Лахлан стоял в центре пещеры и думал – неужели поступки предков Синклеров были такими гнусными, что его до сих пор карают за них? Разве справедливо, чтобы голодали ни в чем не повинные люди вроде маленького Алекса, чтобы на лицах женщин застыло выражение неизбывной тревоги?

Единственным светлым пятном в его мрачном будущем была Иласэд. Всю ночь она не выходила у него из головы, оставалась там и теперь, когда он ходил взад-вперед по пещере, выбирая те куски трубок, которые еще могли на что-то сгодиться.
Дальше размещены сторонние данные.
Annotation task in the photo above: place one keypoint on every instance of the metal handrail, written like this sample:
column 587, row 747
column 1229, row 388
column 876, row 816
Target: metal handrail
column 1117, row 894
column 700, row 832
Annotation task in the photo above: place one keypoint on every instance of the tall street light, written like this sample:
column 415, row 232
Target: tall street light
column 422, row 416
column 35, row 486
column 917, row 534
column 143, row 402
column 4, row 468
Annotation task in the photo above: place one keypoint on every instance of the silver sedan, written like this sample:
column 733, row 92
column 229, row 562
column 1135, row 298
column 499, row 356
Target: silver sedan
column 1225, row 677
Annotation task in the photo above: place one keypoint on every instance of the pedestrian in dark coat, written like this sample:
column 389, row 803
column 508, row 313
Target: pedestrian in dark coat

– Лахлан! – Это снова был Алекс; на этот раз он по-мужски засунул руки в карманы штанов и стоял почти в такой же позе, как его отец. Его темные карие глаза были такими же, как у большинства Синклеров. Но именно упрямые очертания подбородка выдавали в нем истинного члена клана. Это, да еще приятная улыбка. Мать говаривала Лахлану, что эта улыбка сгубила много робких девушек из их клана. Но она смеялась, говоря это, и нежно смотрела на мужа. Лахлан скучал по ним обоим. Вероятно, отчасти присущее ему чувство ответственности было вызвано уверенностью, что родители как-то наблюдают за ним, оценивая его достоинства как лэрда. Если так, им, конечно, радоваться нечему.
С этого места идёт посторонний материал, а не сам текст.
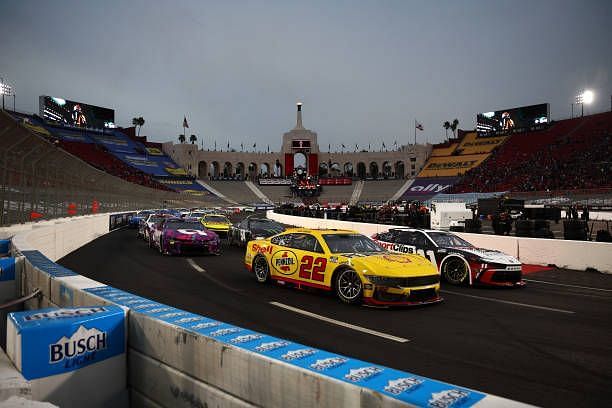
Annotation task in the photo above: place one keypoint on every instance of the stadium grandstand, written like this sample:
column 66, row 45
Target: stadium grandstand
column 115, row 152
column 571, row 154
– Что мы теперь будем делать, лэрд?

Лахлану стало неловко от устремленного на него внимательного взгляда, особенно потому, что взгляд этот принадлежат шестилетнему мальчишке. Но вопрос, заданный мальчиком, был в глазах всех стоящих вокруг взрослых мужчин.

– Мы приведем здесь все в порядок, Алекс, и попробуем еще раз. Вот так. А если не получится, попробуем снова.

Сам он не чувствовал никакого оптимизма, но должен был это сказать ради людей, которые стояли перед ним. Только это он и мог им дать. Это, да еще самого себя. Добровольное самопожертвование путем вступления в брак. Только теперь, когда он встретил Иласэд, самопожертвование уже не казалось таким страшным.

Глава 5

Она не могла дождаться, когда же наконец стемнеет; сумерки никак не наступали. Солнце висело над горизонтом, как непослушный ребенок, который не желает отправляться в постель. Дженет мысленно подгоняла его. Но от этого солнце не заходило быстрее.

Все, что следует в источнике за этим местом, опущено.